My X2 box is loaded with them starting in about 8 units :(
hmm, I'll see what the first one does
Quote:
Originally Posted by gpcola
Since most people had some 4.83 WU's waiting in line, most errors start popping up right now when they start crunching the new ones... and it doesn't look like they'll be able to fix the problem on short notice :(Code:April 7, 2006
The rosetta application was updated to include some new scientific code.
The application version numbers have been changed to be consistent with Ralph@home.
Since error rates have decreased significantly, we decided to increase the default cpu run time to 4 hours.
The previous default was 2 hours.
woke up, and had not gained any credits.
Looked at jobs, 8 had failed, using my CPU all night. #""!!!"#?`?"#¤#"arrrrrrrrrrghhh ffffffffffffffffffffffffffffffffffffffffffffffff
I had claimed 300 credits, didn't get one ####=?)==)(/&/%&%&#%#¤&#¤#¤/aaaaaaaaaaaaaaaaaaargggggggh.
Looked at time, it were up to 4 hourhs, was lost.
Looked for errors. arrrghhhhhhh
I'm really upset here fffffffff########"""""##
Ok so they just screwed it.
I'm calm, not to worry.
Easy now, yes easy now....... ok i'm totally calm........
Just checked this laptops messages, looks like every 4.97 WU failed :(
My Linux rig seemed to only have 1 4.97 WU fail though
every box has em here. and every box has been erroring since they started.
this is bs! i run a lot of machines and pay a lot of money for electricity. i wish these people would wake up to the fact that when they waste people's resources they waste their tolerance and patience.
i aborted all on 4 boxes. hit "retry communications" and just get a bunch more of the same ones.
jeez, this sh*t pisses me off.
I had just begun to feel the hunger for roasted beef, and now i get sick cows.
DAAAAAAAMMMNNNNN
Hmmm, seems I've crunched two of these already without realising - one on my X2 and the other on a P4 - both completed without fault.
[edit] actually maybe not - crunching an HBLR_1.1 right now on the P4 but it's a v4.83 not 4.97.
On a more serious note, i have stopped it, and are awaiting some confirmation about error free crunshing
Damn, I lost all overnight WUs to errors and thought it was my RAM dying - but SP2004 / SuperPi checked out ok this morning.

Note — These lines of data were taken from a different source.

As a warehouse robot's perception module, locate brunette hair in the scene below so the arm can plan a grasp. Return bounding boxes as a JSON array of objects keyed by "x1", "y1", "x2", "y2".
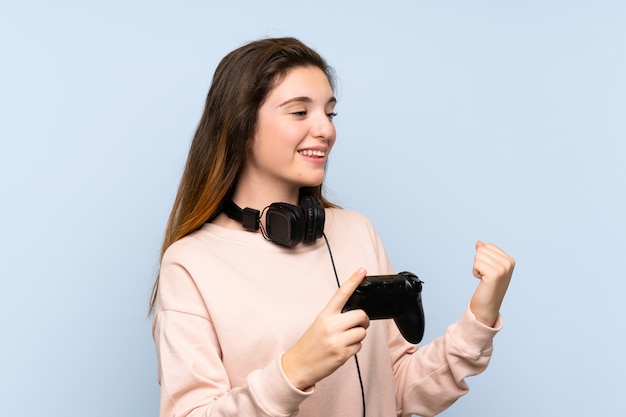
[{"x1": 150, "y1": 38, "x2": 335, "y2": 312}]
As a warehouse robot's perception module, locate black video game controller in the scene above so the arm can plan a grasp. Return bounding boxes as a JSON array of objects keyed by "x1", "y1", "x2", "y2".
[{"x1": 341, "y1": 272, "x2": 424, "y2": 344}]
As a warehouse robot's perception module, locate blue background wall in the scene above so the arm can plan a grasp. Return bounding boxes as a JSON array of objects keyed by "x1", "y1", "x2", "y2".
[{"x1": 0, "y1": 0, "x2": 626, "y2": 417}]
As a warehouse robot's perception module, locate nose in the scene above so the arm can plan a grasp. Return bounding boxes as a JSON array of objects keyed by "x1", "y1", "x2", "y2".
[{"x1": 311, "y1": 113, "x2": 335, "y2": 140}]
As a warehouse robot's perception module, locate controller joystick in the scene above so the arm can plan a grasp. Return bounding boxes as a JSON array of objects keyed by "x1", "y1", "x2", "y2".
[{"x1": 341, "y1": 272, "x2": 424, "y2": 344}]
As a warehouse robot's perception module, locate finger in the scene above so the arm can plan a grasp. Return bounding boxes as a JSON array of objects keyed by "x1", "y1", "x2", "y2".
[
  {"x1": 341, "y1": 309, "x2": 370, "y2": 330},
  {"x1": 324, "y1": 268, "x2": 367, "y2": 313}
]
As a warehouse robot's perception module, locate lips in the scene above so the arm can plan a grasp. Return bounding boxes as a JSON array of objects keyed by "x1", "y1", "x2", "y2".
[{"x1": 298, "y1": 149, "x2": 326, "y2": 158}]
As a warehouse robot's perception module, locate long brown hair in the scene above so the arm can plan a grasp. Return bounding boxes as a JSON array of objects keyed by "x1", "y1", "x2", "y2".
[{"x1": 150, "y1": 38, "x2": 335, "y2": 312}]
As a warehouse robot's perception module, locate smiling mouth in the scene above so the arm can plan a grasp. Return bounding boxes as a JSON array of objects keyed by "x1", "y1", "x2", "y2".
[{"x1": 298, "y1": 149, "x2": 326, "y2": 158}]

Yes, they're HBLR_* units... http://boinc.bakerlab.org/rosetta/re...?hostid=190981
Got 2 more running on that box now, fingers crossed.

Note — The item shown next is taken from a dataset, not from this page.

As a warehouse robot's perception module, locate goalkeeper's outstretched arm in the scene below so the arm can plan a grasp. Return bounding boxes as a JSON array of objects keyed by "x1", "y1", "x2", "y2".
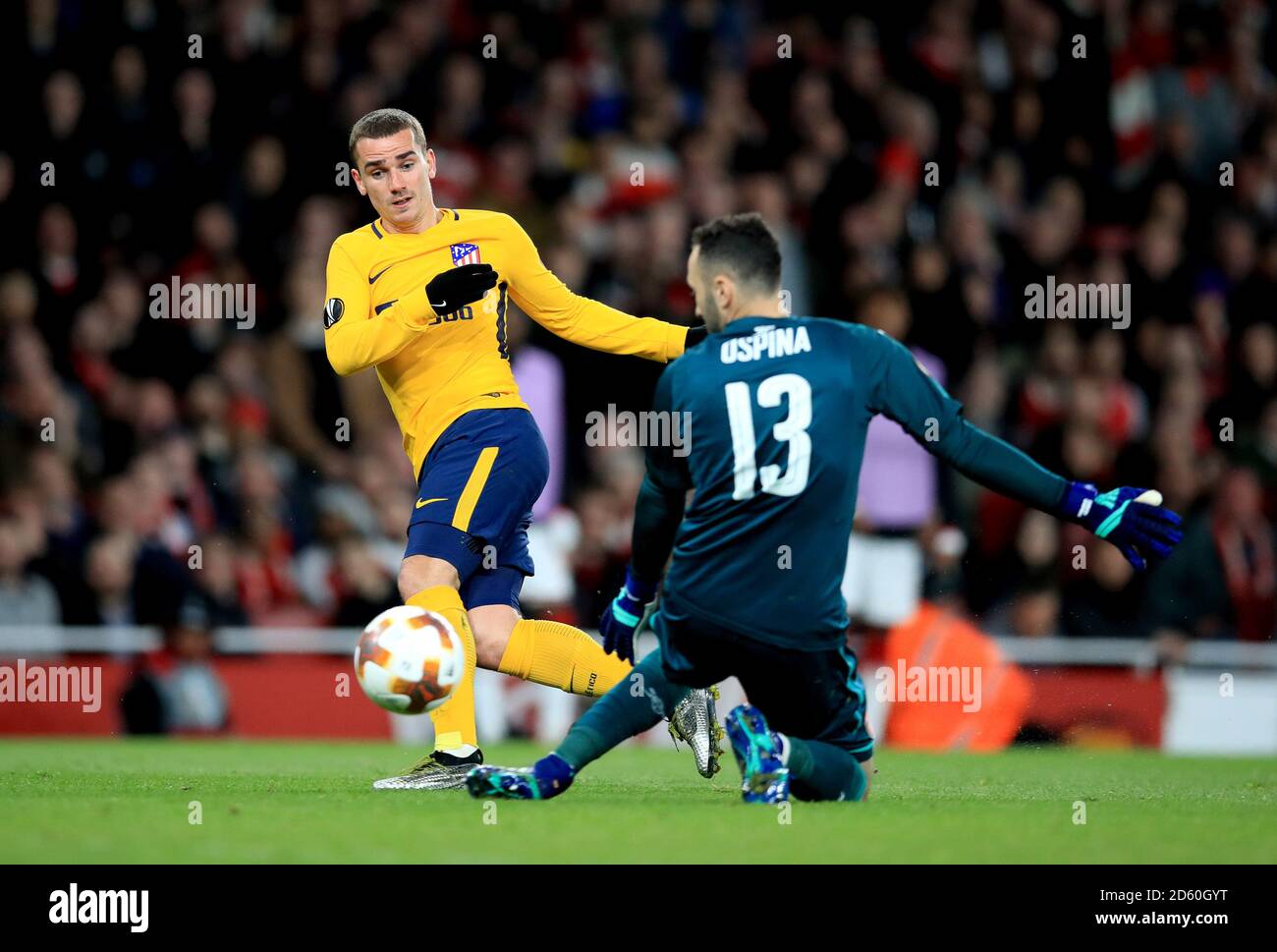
[{"x1": 872, "y1": 335, "x2": 1183, "y2": 570}]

Wow, I've still got about 20 units till I get to the HBLR_1.* units, should I abort them just in case? It'll take this slow pos a few days/weeks to get to them, hopefully there will be a fix.
serlv, you're right.Quote:
Originally Posted by serlv
They should do some error check, before they send new stuff out, we are using electricity here.
two boxs down and off.
HBLRs aborted, queue empty ( aborted all HBLRs queued ) and i don't feel like DLing more garbage work that will error.
On the other two, I aborted all queued work, suspended network communications and if the two that are running error, then they get shut down, too.
Now on to the other nine *&(^$$#!!!!
Somebody PM me when they get this fixed.
Looks like I'm probably going to be shutting down all machines but two. I would have two on even if I didn't run DC projects.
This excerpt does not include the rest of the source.